Tutto il cammino di Basso fino al ritorno in gruppo fu seguito da Aldo Sassi
Tutto il cammino di Basso fino al ritorno in gruppo fu seguito da Aldo Sassi

«Ricordo benissimo quel periodo – dice Basso – fu una parentesi importantissima per la mia vita di atleta e di uomo. Servì tanta testa, abbinata a qualità molto particolari. Fu necessario fare in allenamento quello che avrei fatto in gara. Per questo individuammo degli obiettivi, abbinando alla preparazione fisica anche quella mentale».

Come si svolse il tutto?

Cominciammo da aprile 2007, mettendo in atto (ovviamente in ritardo) la tipica preparazione invernale. Fu necessario anche concentrarsi sulla ripresa psicofisica, perché comunque le tensioni vissute durante le udienze e tutti i mesi precedenti erano state pesanti. Dal Lombardia e fino al 20 novembre feci il classico riposo invernale. E poi, a partire dal mio compleanno, iniziai alla pari con i futuri compagni che a quel punto erano in ritiro. Organizzammo la prima simulazione di corsa a tappe durante la Tirreno-Adriatico, facendo tappe della stessa lunghezza. Subito dopo simulammo il Catalogna. Mentre durante il Giro andai sullo Stelvio.

Per quasi due anni, allenamenti impegnativi, simulando la stagione
Per quasi due anni, allenamenti impegnativi, simulando la stagione
Che cosa significa simulare una gara?

Riprodurre situazioni di corsa, con gli alti wattaggi e le velocità che si fanno in gara. Quando si faceva la crono, i rituali erano gli stessi di sempre, compreso il riscaldamento prima e il defaticamento poi. Solo che le crono su strada erano rischiose per il traffico, quindi andavo in velodromo.

E le tappe in linea?

L’importante era arrivare ai watt di gara, cercando di concentrare le fasi alla massima intensità nel finale degli allenamenti. E poi si simulava l’andamento di una tappa. Quindi la partenza a tutta, poi una fase di calma e il finale a tutta. Simulavamo corse a tappe da un minimo di 2 a un massimo di 5 giorni. Ricordo che pubblicammo tutti i dati su internet, giorno per giorno.

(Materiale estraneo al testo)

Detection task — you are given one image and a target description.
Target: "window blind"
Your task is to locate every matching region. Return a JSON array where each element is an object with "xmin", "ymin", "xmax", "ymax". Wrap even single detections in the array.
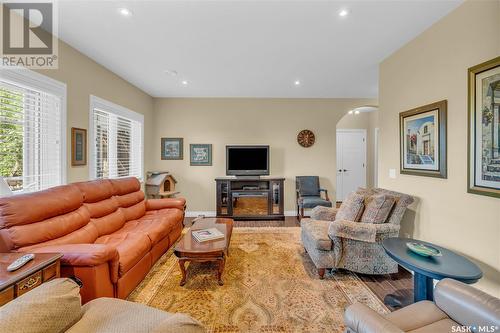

Ottobre 2008, la Liquigas presenta Ivan Basso
Ottobre 2008, la Liquigas presenta Ivan Basso
E’ difficile riuscire a tirar fuori vere prestazioni in simili condizioni?

Determinati valori di quell’anno, poi non li ho più avuti in tutta la carriera. Il mio record sul Cuvignone risale al quel periodo. Per questo credo che corridori come Roglic siano bravi a trovare la condizione solo allenandosi.

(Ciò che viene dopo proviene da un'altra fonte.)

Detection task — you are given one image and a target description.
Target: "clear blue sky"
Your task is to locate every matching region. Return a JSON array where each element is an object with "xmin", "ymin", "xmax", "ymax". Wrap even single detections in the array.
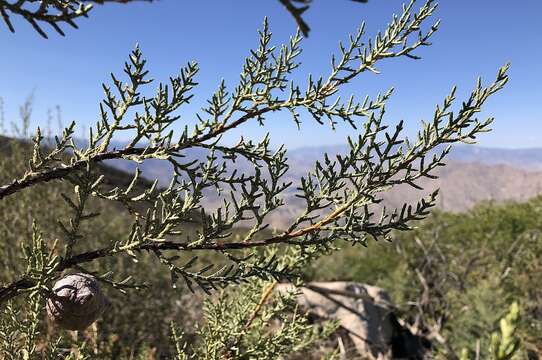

Pare che sia molto logorante psicologicamente…

Fermi, per favore. Io sono malato di ciclismo e penso che le cose logoranti, probabilmente per averle vissute, siano altre. Un corridore che non ha piacere ad allenarsi o non è in grado di dare il meglio di sé in allenamento, non riesce a darlo neppure in corsa. Devi saper andare oltre, la testa e la determinazione ti permettono di farlo.

Il 30 maggio 2020, basso vince il Giro d’Italia: Sassi è con lui, ma se ne andrà il dicembre successivo
Il 30 maggio 2020, basso vince il Giro d’Italia: Sassi è con lui
Se fossi oggi un corridore, prepareresti la Tirreno correndo oppure allenandoti?

Andrei sul Teide e poi farei la Tirreno. Ancora il Teide e poi l’obiettivo seguente. A me piaceva e mi piace ancora allenarmi. Non avrei dubbi.

Al termine di quel periodo di allenamento, Basso rientrò alle gare cogliendo il terzo posto al Giro d’Italia e il quarto alla Vuelta, per poi ripresentarsi nel 2010 vincendo il Giro. Alle fine di quell’anno, Sassi si spense. Il suo risultato era stato raggiunto, come spiegò in una lettera che nella sua lungimiranza rivide anni di intransigenza Mapei. Grazie a Basso, Aldo aveva colto finalmente appieno la vulnerabilità dell’atleta e il suo bisogno di essere supportato.